Дальше мы плыли под тихий плеск весел и поскрипывание уключин. Я смотрел в воду и не переставал удивляться необычному блеску её поверхности. И вдруг я перестал грести.

– Что случилось? – спросила Люся. – Совсем же немного осталось.

– Что? А, да. Отвлёкся. Вспомнил кое-что.

– А что с домом? – удивилась Люся. – Где он?

– Был пожар. Не бойся, никто не пострадал. Даже вещи вынесли. Хотя, конечно, жалко.

Мы подплыли к самому сараю. На пороге стояла Анна.

– Ой, как ты меня испугал, – сказала она. – Мы уж думали, что вдвоём остались.

– Вчетвером, – сказал я.

– Вижу. Люська, ты где лазила?

– В яму упала, – сказала она. – А где Костя?

– Там, внутри.

Люся забежала в сарай, и лобзаньям не было конца. Тем временем я, вытащив лодку на берег, пошёл по тропинке к затопленному причалу и дальше, мимо.

– Ты куда? – крикнула вдогонку Анна.

– Скоро вернусь.

Я и вправду скоро вернулся.

– Ты что весь мокрый? – спросила Анна. – Опять в воду упал?

– Вроде того. Ну, пора отправляться.

– Да, – согласилась она. – Эй вы, голубки! Заканчивайте. Мы отсюда сматываемся.

Мы погрузили в лодку вещи и носилки. Люся в сарае переоделась в жёлтое платье с цветочками синего цвета. Я столкнул лодку на воду.

– Ну, – сказала Анна, – прощай, проклятый остров! Мы наконец-то уезжаем.

И она помахала ему рукой. Егошин смотрел на уплывающую землю с тоской. Я налёг на вёсла, и остров стал удаляться быстрее.

– Жаль, что сам идти не могу, – сказал Егошин. – Придётся двигаться медленно. Автобус сейчас не ходит, так что нам надо пройти километров тридцать. Правда, на дороге можно попутку поймать, но это вряд ли – в будние дни здесь вообще никто не ездит.

– Ничего, – сказал я. – Дойдём.



– Меня больше волнует, – сказала Анна, – что нечего курить. Скоро я буду злая и вредная. Так что радуйтесь, что пистолет остался в доме.

– Ты в любом виде хороша, – сказал я. – Доберёмся до дома – накуришься до белой горячки.

– Ну, спасибо, – сказала Анна. – Лучше греби быстрей.

– Куда уж быстрей…

Мы подплыли к берегу, выгрузили всё из лодки и вытащили её из воды.

– Садись на носилки, – сказала Анна Егошину.

– Может, я сам попробую идти?

– Попробуй.

Он, стиснув зубы, проковылял несколько метров.

– Нет, – сказал я. – Так мы за сутки не доберёмся.
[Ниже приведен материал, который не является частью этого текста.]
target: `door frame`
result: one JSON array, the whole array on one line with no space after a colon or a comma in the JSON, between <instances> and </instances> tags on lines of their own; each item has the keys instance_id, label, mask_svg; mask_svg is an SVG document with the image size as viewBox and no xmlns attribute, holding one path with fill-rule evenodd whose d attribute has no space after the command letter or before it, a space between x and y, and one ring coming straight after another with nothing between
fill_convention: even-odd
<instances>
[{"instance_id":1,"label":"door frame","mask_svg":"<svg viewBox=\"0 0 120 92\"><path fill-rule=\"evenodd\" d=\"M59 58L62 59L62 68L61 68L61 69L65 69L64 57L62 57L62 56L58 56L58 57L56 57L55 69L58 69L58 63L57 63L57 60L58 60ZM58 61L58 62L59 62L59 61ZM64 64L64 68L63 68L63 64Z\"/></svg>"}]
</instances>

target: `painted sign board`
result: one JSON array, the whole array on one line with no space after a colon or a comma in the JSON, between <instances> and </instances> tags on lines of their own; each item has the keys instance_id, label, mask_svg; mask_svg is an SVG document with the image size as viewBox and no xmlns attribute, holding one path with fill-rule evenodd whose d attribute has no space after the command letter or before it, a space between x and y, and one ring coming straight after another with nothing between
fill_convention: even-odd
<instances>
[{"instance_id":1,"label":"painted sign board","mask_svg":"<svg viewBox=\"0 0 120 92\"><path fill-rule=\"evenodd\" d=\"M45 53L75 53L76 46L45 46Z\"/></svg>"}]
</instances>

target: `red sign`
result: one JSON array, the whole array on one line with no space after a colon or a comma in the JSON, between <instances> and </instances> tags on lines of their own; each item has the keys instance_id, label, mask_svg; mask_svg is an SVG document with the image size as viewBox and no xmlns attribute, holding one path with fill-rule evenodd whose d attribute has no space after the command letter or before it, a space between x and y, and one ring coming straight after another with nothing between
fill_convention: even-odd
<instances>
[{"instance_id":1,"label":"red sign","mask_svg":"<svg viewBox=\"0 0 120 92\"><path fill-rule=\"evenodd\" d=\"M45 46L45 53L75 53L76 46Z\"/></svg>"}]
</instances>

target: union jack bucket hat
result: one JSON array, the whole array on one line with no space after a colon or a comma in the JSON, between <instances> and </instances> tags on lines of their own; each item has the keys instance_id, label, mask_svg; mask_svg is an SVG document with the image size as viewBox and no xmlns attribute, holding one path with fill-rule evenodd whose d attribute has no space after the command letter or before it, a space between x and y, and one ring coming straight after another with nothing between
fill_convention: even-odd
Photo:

Садись лучше.

Егошин уселся на носилки. Мы положили рядом с ним сумки. Я взялся сзади, Анна с Люсей – спереди, и мы пошли. Дорогу здорово развезло. Не успели мы сделать несколько шагов, как Егошин сказал:

– Стойте. Так не выйдет. Опустите носилки.

– Что случилось? – спросил я.

– Насколько я помню, последняя электричка, которая здесь останавливается, идёт полвосьмого. Сейчас час дня. Дорога плохая, вы скоро устанете. Мы не успеем. Проводить ночь на платформе не очень приятно.

– Что ты предлагаешь?

– Можно срезать угол. Идти через лес. Километров пятнадцать, если не меньше.

– Мы заблудимся, – сказала Анна. – И потом – лес густой. Тяжело будет с носилками.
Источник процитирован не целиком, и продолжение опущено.